Returning the Word of God

Feb 12, 2008 21:31

Today's readings are from Is 55:10-11, Ps 34:4-7,16-19, Matt 6:7-15

This reading from Isaiah, two short verses, in many ways tells us everything we need to know about our relationship with God. We are creatures of the Almighty God, and our very being is the result of His willing it so. We and all of creation are but the echo of His Word. And what is the effect of this Word uttered through creation? "So shall my word be that goes forth from my mouth; It shall not return to me void, but shall do my will, achieving the end for which I sent it." Or, to put it in the words of Christ in today's Gospel, "Thy will be done, on earth, as it is in heaven." As beings endowed with the faculty of free will, we have two choices: we can cooperate with the will of God, and allow it to be accomplished through us, or we can reject the will of God, and allow it to be accomplished in spite of us.

So what will the effects be of receiving the Word of God within us, and allowing to to return fruitfully to God? To examine this we must understand something of the nature of God's will itself. First, we understand that God Himself is Beauty, and Justice, and Goodness, and Joy, and Peace, and Love, He is the sum of all perfections. And so God's will is simply an expression of that divine perfection, and it shares in that perfection. So whenever we accept the will of God in our hearts, we are in fact filling our heart with something of the perfection of God. We are filling our heart with beauty, and love, and peace, and justice, and joy, and goodness. When looked at this way, why on earth would we ever choose anything but to cooperate with this will? As St. Augustine writes in his Confessions, "When I ask people whether they would rather rejoice in truth or in falsehood, they do not hesitate in answering that they would rather rejoice in the truth anymore than they would do in saying that they desire to be happy. And there is no doubt that joy in the truth is the basis of the happy life. For this is joy in You, Who are the Truth, O God, my Light, the Health of my countenance, my God (Ps 27:1). This happy life all desire, this life, which alone is happy, all desire, and to rejoice in truth, all desire (Book X, Ch. 24)." This joy is what belongs to all those who open their hearts to receive the Word of God, by the reading of Scripture, by a prayerful relationship with God through Christ in the Holy Spirit, and by loving encounters with friends and enemies alike.

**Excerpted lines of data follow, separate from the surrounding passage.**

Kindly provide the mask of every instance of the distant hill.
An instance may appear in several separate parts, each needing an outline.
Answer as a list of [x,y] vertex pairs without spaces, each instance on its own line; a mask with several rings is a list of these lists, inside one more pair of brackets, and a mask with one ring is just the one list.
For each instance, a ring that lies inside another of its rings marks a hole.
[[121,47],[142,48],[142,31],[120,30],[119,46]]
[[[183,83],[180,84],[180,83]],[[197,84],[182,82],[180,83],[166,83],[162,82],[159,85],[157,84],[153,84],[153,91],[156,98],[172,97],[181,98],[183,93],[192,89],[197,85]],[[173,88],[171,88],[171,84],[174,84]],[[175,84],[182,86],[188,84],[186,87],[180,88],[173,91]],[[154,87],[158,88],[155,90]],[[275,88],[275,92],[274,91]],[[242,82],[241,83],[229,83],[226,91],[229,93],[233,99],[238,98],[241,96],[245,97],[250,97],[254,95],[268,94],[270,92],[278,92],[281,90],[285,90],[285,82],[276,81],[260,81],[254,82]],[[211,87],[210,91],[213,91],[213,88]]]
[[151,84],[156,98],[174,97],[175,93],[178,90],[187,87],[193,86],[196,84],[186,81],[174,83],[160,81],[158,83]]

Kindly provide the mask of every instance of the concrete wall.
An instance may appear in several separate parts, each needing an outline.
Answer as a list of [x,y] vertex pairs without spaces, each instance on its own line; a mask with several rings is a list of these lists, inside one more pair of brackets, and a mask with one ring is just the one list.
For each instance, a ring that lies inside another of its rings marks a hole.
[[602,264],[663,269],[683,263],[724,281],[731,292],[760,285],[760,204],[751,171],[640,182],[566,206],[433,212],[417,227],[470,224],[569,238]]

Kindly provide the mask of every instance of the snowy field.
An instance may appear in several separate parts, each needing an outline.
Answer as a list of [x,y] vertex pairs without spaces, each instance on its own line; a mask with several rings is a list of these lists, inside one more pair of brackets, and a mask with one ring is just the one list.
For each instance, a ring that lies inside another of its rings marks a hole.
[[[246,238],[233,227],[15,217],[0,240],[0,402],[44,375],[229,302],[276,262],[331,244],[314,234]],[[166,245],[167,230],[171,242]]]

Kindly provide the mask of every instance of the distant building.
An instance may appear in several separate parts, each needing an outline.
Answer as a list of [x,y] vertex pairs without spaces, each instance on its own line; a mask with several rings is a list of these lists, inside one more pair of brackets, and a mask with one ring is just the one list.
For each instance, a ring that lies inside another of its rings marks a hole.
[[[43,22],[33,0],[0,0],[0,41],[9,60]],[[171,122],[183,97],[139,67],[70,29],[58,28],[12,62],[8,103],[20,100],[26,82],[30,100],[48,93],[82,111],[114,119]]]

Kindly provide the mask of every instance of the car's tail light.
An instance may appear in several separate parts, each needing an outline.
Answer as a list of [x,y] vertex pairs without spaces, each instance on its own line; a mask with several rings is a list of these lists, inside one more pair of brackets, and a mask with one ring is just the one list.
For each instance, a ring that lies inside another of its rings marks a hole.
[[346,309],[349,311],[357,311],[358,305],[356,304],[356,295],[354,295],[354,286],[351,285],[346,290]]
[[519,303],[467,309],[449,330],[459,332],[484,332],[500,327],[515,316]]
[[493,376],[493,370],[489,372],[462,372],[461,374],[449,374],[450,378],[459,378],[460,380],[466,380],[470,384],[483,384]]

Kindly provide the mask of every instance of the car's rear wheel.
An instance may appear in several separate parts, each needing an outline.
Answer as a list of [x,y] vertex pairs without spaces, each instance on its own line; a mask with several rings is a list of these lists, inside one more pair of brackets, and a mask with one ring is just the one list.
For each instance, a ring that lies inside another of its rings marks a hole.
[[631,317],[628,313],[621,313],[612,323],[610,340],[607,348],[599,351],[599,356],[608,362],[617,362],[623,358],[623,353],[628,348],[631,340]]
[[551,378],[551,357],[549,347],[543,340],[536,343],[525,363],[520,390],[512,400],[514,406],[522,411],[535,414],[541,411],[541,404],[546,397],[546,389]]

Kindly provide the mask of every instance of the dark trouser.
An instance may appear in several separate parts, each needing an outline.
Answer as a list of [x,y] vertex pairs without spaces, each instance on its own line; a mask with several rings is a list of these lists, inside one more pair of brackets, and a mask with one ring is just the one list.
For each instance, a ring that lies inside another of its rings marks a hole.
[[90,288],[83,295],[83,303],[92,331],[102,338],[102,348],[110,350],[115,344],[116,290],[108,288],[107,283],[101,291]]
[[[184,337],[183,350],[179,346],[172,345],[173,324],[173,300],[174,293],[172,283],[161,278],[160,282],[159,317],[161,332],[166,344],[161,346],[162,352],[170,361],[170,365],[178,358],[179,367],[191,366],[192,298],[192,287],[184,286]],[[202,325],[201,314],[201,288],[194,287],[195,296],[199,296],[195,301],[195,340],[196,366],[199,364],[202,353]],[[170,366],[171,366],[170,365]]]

Finally, in the Gospel today Jesus ends with some of the hardest words He speaks in all of the Gospel: If you forgive men their transgressions, your heavenly Father will forgive you. But if you do not forgive men, neither will your Father forgive your transgressions. The first thing we need to understand about this saying, about forgiveness, is that forgiving those who hurt us is a necessary contingency to cooperating in God's will. If we learn only one thing from Christ, it must be that God's will is forgiveness, for it is for that reason that Christ died for us, that we might be forgiven. But we must keep in mind everything that we have said about cooperating in God's will, and the effect it has on our heart. When we are hurt by another, we are filled with pain, sadness, sorrow, hate, anger - in other words, everything which is contrary to the nature of God's perfect goodness. So if we want to get rid of all of these poisons, if we want to be filled instead with the aforementioned qualities of beauty, peace, joy, love, goodness, justice, etc., then we must choose to cooperate in God's will; and this necessarily, due to God's nature, includes forgiving those who have wronged us.

In conjunction with this, one of the hardest things about forgiveness is how undeserving most people are of being forgiven. Christ is not saying here that those who have committed the most awful atrocities against us deserve our forgiveness, and that is why we must forgive them. Rather, everything about Christ tells us that when we forgive those who have done nothing to deserve it, we are acting just like Him. We certainly have done nothing whatsoever to deserve forgiveness. Yet God offers it to us freely at all times and on every occasion, and just waits for us to accept it. We must do the same, not because the person deserves it, but because it is the greatest way to give thanks to God. We must offer our forgiveness to everyone who has hurt us, and leave it to them to accept the healing that it will provide. But simply by offering it, we are doing God's will, cooperating in God's will, and our offer of forgiveness will replace all the pain of the wrong done to us with all the beauty and goodness of God.